On the Peltarion Platform there are two types of DenseNet. DenseNet 169 have more layers and will therefore probably give better results but will be slower to train and get predictions from than DenseNet 121.
DenseNet expands on the skip connections that are common in, e.g., ResNet, but instead of summing together the forwarded activation-maps, concatenates them all together.
DenseNet layers are very narrow, adding only a small set of activation-maps to the “collective knowledge” of the network while keeping the remaining activation-maps unchanged—and the final classifier makes a decision based on all activation-maps in the network.
DenseNet “dense blocks”
A DenseNet “dense block” (not to be confused with the Dense block in the Modeling view, which is a fully connected neural network layer) is built of repeated composite functions that via skip connections concatenate the forwarded activation-maps. A skip connection skips a layer and connects to the next available layer. By using a skip connection only a small set of activation maps is added to the “collective knowledge” of the network and the remaining activation maps are kept unchanged.
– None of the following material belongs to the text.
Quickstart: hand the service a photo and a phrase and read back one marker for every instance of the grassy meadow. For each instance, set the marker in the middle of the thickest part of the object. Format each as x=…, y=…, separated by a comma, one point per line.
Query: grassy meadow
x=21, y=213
An essential part of convolutional networks are downsampling blocks that change the size of activation maps. The layers between the “dense blocks” are called transition layers. They compress the activation map size with a 1x1 2D convolution block and a 2D average pooling block.
How to use the DenseNet snippet
To add a DenseNet snippet open the Snippet section in the Inspector and click DenseNet.
The images in the dataset should be 32x32 pixels or larger.
For optimizer, we recommend using ADAM with learning rate 0.001 or SGD with momentum and learning rate 0.01.
Gao Huang, Zhuang Liu, Laurens van der Maaten, Kilian Q. Weinberger: “Densely Connected Convolutional Networks”, 2016.